La insurgencia de América latina, mil veces ahogada y otras tantas renacida, cuestionaba la hegemonía estadounidense y amplificaba la denuncia antiimperialista. Ya en 1961, John Kennedy había lanzado la Alianza para el Progreso, destinada a atenuar los conflictos y asegurar la "gobernabilidad" en el subcontinente. Más de un centenar de intervenciones militares de los EE.UU. en América latina, desde principios de siglo en adelante, habían sido acogidas en silencio por las otras potencias. Sin embargo, cuando 15.000 marines desembarcaron en Santo Domingo en 1965 para imponer un gobierno títere de Washington, se levantó en toda América un clamor de indignación. Pero fue su intervención en Vietnam, verdadero escándalo moral, lo que desató un vasto movimiento social y político que, desde los propios EE.UU., desnudó ante el mundo la iniquidad de esa intervención.
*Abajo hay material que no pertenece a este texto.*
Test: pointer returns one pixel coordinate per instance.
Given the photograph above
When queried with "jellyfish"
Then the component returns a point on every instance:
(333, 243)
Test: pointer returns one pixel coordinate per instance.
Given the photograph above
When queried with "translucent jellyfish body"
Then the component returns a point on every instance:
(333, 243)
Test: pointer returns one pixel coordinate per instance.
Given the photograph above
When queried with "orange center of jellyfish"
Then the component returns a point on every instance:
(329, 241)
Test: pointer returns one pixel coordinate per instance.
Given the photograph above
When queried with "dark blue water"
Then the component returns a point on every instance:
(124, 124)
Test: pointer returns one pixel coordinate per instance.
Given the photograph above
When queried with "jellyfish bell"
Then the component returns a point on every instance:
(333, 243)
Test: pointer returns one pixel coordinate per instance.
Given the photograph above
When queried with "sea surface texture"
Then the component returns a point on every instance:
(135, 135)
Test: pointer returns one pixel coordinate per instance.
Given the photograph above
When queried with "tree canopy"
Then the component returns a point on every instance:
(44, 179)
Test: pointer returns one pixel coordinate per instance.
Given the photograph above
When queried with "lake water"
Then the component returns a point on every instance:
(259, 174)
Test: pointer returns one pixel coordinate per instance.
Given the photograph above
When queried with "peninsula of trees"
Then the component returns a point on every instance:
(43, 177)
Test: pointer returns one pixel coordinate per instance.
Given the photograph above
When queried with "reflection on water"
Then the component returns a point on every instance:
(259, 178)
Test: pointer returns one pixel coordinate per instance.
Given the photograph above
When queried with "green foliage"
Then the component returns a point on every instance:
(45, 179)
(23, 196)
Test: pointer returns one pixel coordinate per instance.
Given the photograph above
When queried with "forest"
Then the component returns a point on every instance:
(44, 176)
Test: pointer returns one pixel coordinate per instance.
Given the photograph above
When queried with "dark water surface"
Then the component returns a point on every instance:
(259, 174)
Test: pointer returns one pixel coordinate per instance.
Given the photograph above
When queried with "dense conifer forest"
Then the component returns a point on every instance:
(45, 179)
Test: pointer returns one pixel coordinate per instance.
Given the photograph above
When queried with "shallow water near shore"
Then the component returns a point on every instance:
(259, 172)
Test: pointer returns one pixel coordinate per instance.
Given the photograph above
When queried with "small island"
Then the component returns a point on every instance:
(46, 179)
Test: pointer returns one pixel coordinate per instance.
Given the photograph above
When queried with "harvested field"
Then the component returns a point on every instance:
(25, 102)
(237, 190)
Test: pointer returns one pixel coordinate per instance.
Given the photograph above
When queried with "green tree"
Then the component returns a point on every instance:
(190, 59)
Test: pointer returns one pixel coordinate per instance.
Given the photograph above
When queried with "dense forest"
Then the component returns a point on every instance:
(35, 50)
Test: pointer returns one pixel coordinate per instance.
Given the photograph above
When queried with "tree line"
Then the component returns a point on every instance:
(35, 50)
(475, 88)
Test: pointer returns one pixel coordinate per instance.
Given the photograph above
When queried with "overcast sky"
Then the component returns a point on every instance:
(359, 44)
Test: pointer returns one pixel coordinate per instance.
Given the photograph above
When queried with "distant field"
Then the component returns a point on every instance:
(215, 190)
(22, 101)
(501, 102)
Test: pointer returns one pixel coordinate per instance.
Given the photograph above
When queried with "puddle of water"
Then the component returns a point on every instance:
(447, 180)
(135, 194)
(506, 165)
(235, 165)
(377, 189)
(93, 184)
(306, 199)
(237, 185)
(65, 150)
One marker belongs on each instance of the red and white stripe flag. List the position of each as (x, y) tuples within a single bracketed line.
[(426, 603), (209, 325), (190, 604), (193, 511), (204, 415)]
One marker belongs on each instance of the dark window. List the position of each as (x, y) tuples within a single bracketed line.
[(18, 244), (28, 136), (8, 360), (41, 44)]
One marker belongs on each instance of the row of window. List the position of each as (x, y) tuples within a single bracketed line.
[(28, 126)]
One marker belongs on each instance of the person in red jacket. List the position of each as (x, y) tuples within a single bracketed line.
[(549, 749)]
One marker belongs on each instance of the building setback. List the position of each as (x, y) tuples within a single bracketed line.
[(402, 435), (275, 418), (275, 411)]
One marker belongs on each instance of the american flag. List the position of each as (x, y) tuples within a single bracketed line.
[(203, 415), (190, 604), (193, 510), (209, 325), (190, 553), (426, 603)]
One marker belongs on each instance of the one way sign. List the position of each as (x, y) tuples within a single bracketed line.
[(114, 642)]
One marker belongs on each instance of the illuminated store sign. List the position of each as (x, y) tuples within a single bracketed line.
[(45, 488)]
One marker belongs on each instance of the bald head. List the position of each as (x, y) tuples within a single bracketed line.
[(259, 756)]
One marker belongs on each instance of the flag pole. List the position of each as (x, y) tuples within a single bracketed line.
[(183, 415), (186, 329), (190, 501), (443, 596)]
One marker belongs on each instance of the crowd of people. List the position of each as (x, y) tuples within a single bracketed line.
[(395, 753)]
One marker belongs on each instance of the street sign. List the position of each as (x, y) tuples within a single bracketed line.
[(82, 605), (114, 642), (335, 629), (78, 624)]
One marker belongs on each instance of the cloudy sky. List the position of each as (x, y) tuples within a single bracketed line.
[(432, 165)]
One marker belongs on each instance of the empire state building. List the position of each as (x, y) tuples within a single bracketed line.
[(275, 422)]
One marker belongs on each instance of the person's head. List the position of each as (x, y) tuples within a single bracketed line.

El napalm, los bombardeos masivos, el tormento y el asesinato, el terror, en fin, se volvían progresivamente en contra de sus ejecutores. En la conciencia de los pueblos civilizados, la modernidad tornaba insoportable el horror de Argelia, Vietnam, el Congo. En el marco de la Guerra Fría, el fantasma de la revolución parecía provenir menos del proletariado de los países industrializados que del sur del planeta, la tierra de los postergados, allí donde se encontraron -de manera no siempre armónica- el socialismo y el nacionalismo revolucionario o populista. También el cristianismo, que recuperaba la milenaria opción por los pobres, concurrió a ese encuentro de la cuestión nacional con la cuestión social.